Originally posted by: n0cmonkey
That's quite a difference. I'm guessing it would have to do with volume and diversification of revenue.
Having used RH for a couple of years in a production environment, I don't think we've had to use our support contract at all.![]()
Being in Microsoft enterprise support my view is a bit biased of course but I think MS support is one of the best reasons for being an enterprise customer. You call in with a server down, hemoraging cash, and stumped and the dudes here will hook you up. We pull out all the stops to get things fixed.
The critsit process available to our premier customer is insane. There are automatic escalation triggers that get your case one hop from the dev team in under 4 hrs. RREs (rapid response engineers) sit around with a packed bag waiting to catch a flight if it doesn't look like we'll fix things in the first couple hours on the phone.

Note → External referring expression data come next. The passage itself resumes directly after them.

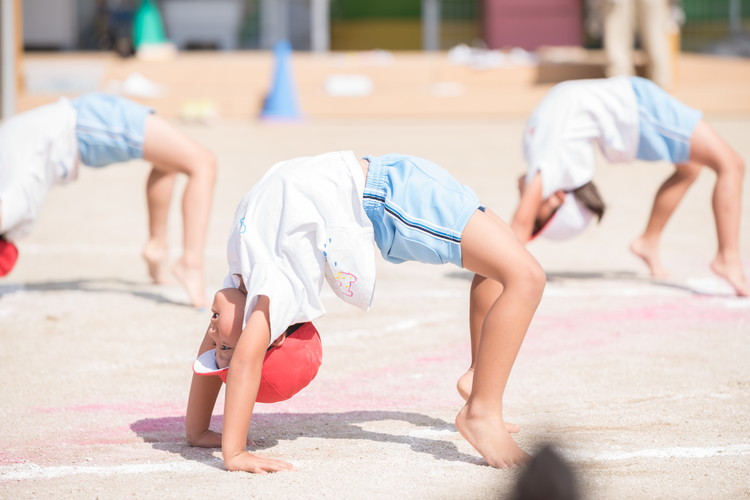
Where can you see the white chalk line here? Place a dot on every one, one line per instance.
(684, 452)
(29, 471)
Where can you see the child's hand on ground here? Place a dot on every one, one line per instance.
(207, 439)
(253, 463)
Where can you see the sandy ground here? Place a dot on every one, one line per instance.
(643, 385)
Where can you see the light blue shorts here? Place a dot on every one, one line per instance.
(418, 209)
(666, 124)
(110, 129)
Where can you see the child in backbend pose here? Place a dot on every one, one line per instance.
(313, 219)
(43, 147)
(628, 118)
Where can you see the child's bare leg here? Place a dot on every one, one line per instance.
(173, 152)
(708, 148)
(491, 249)
(483, 294)
(669, 195)
(159, 188)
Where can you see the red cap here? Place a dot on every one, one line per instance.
(8, 256)
(287, 369)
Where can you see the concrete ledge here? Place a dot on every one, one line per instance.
(403, 83)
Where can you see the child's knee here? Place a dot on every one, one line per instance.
(530, 280)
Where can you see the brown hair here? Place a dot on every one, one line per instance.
(591, 199)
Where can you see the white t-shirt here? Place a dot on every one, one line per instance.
(301, 222)
(560, 135)
(38, 148)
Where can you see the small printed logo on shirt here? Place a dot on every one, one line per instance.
(345, 282)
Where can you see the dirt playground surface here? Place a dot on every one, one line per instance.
(643, 385)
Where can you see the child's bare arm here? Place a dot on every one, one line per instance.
(203, 393)
(243, 381)
(531, 198)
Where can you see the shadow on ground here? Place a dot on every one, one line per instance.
(168, 433)
(99, 285)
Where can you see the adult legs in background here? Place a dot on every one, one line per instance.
(653, 25)
(618, 37)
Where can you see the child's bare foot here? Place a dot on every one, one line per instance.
(464, 386)
(156, 257)
(191, 279)
(488, 436)
(649, 254)
(733, 274)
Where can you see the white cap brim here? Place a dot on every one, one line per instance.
(569, 220)
(205, 364)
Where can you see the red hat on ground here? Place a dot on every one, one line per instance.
(287, 369)
(8, 256)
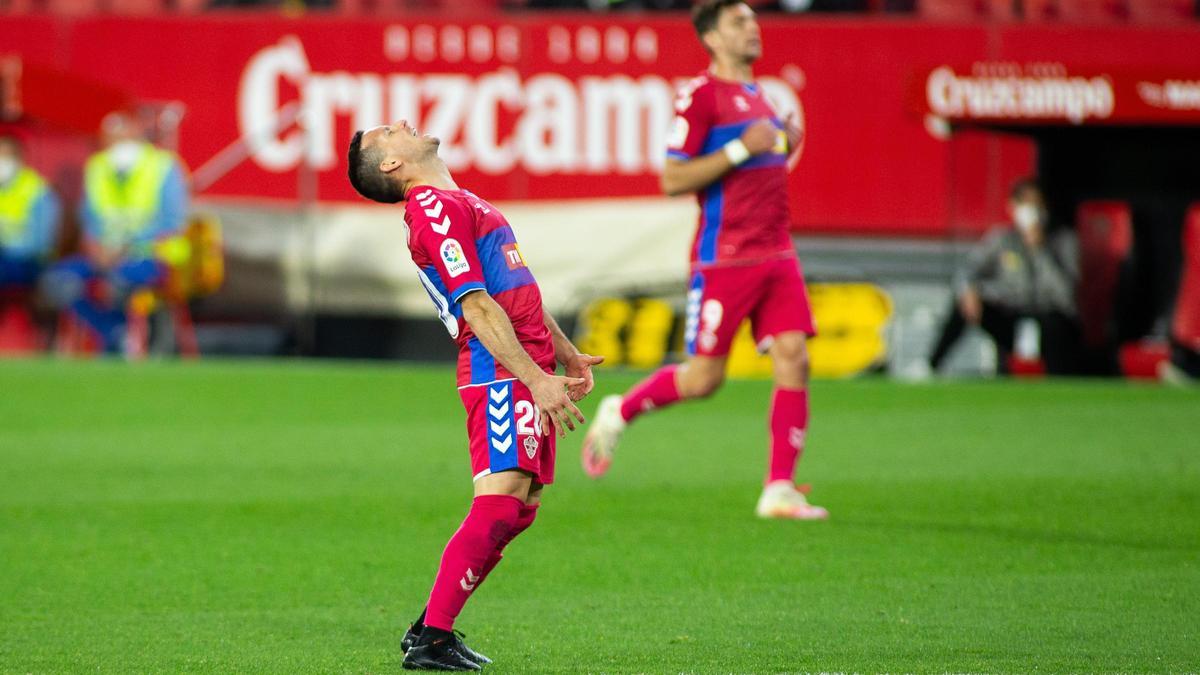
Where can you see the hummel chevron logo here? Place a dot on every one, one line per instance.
(471, 577)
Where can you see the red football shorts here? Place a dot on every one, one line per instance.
(772, 294)
(504, 431)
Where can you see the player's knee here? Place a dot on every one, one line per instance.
(791, 359)
(706, 384)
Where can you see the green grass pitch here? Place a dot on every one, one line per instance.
(288, 518)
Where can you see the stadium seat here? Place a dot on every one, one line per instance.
(136, 7)
(72, 7)
(18, 333)
(197, 268)
(965, 10)
(1186, 326)
(1140, 359)
(196, 263)
(1105, 240)
(1079, 11)
(1162, 10)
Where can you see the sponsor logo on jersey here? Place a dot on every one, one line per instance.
(513, 256)
(678, 133)
(454, 258)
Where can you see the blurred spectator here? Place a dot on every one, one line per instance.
(133, 203)
(1018, 275)
(29, 219)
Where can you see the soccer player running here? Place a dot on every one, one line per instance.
(727, 145)
(468, 261)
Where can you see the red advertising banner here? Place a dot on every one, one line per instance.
(546, 106)
(1053, 93)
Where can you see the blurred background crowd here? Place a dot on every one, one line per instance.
(987, 186)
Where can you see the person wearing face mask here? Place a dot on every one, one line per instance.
(1025, 276)
(135, 199)
(29, 219)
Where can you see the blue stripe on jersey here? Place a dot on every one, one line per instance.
(711, 225)
(502, 432)
(483, 364)
(720, 135)
(496, 267)
(462, 291)
(443, 292)
(691, 324)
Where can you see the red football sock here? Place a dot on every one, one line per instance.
(525, 519)
(490, 520)
(657, 390)
(789, 424)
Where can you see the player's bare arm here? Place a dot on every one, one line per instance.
(682, 177)
(495, 330)
(575, 363)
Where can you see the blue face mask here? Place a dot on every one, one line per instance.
(125, 154)
(9, 168)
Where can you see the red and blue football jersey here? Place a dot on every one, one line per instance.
(462, 244)
(743, 216)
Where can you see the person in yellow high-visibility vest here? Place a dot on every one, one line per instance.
(135, 198)
(29, 219)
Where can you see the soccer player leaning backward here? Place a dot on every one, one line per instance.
(730, 148)
(467, 258)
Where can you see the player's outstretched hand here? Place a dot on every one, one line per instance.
(580, 365)
(760, 137)
(793, 131)
(550, 394)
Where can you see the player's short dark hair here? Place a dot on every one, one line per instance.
(1021, 186)
(13, 141)
(365, 174)
(706, 13)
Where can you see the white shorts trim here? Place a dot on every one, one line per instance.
(487, 383)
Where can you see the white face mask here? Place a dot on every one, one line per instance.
(125, 154)
(9, 167)
(1027, 217)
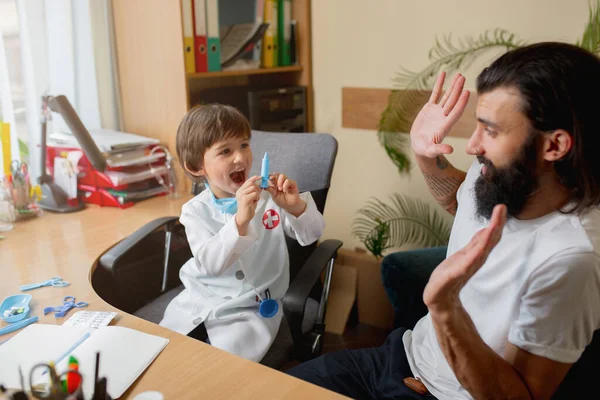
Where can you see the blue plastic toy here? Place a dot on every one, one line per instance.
(264, 172)
(15, 308)
(68, 303)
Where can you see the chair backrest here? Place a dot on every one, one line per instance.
(308, 158)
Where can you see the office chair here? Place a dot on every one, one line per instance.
(579, 381)
(140, 275)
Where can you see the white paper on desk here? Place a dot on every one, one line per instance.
(37, 343)
(90, 319)
(124, 354)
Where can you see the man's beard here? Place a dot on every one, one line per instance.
(510, 185)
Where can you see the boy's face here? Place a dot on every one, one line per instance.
(227, 165)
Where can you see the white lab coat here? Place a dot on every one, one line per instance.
(218, 279)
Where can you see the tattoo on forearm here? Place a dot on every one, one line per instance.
(441, 162)
(442, 187)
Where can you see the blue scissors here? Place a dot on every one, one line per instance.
(68, 303)
(56, 282)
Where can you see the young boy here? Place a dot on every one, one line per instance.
(236, 233)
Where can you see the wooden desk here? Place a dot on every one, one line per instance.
(68, 245)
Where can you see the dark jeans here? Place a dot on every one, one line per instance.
(374, 373)
(404, 276)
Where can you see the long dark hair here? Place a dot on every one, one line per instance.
(559, 85)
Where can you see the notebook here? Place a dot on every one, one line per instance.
(124, 354)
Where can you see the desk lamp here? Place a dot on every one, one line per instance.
(53, 197)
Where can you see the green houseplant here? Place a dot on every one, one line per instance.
(405, 220)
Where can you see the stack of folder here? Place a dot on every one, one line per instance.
(203, 38)
(202, 46)
(131, 173)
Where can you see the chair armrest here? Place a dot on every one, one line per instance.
(110, 258)
(295, 298)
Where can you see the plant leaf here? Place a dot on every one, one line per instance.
(403, 105)
(591, 35)
(405, 220)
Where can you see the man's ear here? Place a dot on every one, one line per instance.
(557, 144)
(199, 172)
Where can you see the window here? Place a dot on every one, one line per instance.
(12, 88)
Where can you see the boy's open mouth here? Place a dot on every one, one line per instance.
(238, 176)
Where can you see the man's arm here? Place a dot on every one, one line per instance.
(427, 133)
(486, 375)
(482, 372)
(443, 180)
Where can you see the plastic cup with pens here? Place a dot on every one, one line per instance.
(17, 196)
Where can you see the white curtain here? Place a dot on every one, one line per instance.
(67, 48)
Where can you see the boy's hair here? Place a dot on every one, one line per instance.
(202, 127)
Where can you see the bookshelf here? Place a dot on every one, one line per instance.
(155, 91)
(258, 71)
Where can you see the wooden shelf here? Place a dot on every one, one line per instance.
(244, 72)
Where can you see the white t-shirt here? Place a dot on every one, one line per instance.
(539, 290)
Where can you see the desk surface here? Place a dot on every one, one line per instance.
(68, 245)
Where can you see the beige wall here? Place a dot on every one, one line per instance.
(363, 43)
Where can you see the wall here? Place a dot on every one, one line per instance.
(364, 43)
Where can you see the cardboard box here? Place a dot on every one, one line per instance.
(374, 307)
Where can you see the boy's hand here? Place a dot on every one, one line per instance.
(247, 198)
(285, 194)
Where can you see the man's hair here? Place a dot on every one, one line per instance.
(559, 84)
(202, 127)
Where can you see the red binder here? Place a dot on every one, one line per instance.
(200, 34)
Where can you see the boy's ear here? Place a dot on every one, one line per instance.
(199, 172)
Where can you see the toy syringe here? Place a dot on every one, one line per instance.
(264, 172)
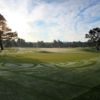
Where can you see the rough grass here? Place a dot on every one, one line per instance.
(49, 74)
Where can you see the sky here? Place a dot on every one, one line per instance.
(48, 20)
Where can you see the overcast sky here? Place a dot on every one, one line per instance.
(66, 20)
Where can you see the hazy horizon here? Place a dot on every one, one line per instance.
(48, 20)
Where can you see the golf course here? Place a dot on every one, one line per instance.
(49, 74)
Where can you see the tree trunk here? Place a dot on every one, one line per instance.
(1, 44)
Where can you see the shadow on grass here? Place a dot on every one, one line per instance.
(91, 49)
(14, 59)
(92, 94)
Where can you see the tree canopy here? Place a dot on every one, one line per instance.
(94, 37)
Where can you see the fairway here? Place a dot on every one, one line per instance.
(49, 74)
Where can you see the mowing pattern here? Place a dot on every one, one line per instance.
(48, 81)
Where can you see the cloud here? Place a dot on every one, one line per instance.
(67, 20)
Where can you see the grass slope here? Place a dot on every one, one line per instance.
(49, 74)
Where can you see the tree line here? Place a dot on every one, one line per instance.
(41, 44)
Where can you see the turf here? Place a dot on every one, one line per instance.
(49, 74)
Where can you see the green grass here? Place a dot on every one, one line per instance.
(49, 74)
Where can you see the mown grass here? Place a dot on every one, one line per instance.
(49, 74)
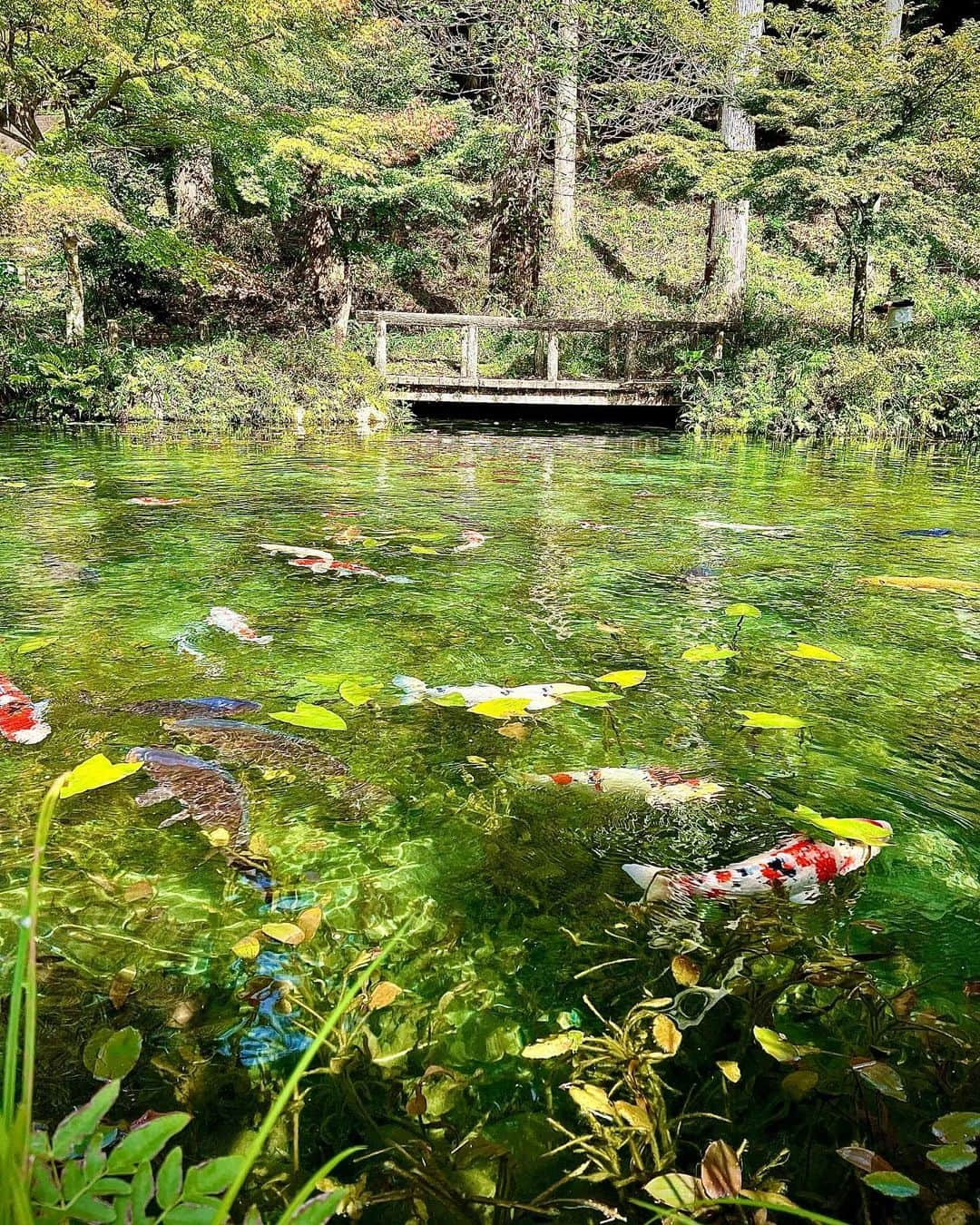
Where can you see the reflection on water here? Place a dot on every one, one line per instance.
(602, 552)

The reason we CAN pull out all the stops and help the customer with no real regard to cost is because we charge the product team for every case. It leaves us free to help the customer no questions asked and forces the product team to pay the price if they write buggy code (cases become free if it's determined to be a problem of ours). Redhat (and the like)... pfft. That's a profit center you're talking to when you call them. I'm sure they have great techs and all but if they aren't careful of how much support they give, they'll go out of business. Side effect of trying to make money off something that's free.
How they manage to charge more for tech support than we do for the product is beyond me. Poor business model or something. I'm not a bean counter so I don't know.
sourceninja: yeah heard good things about Sun tech support. Good stuff I hear. IBM is the same way...great tech support, but with them oh boy are you gonna pay for it. Some of the big OEMs have good tech support too (enterprise side at least). Compaq comes to mind.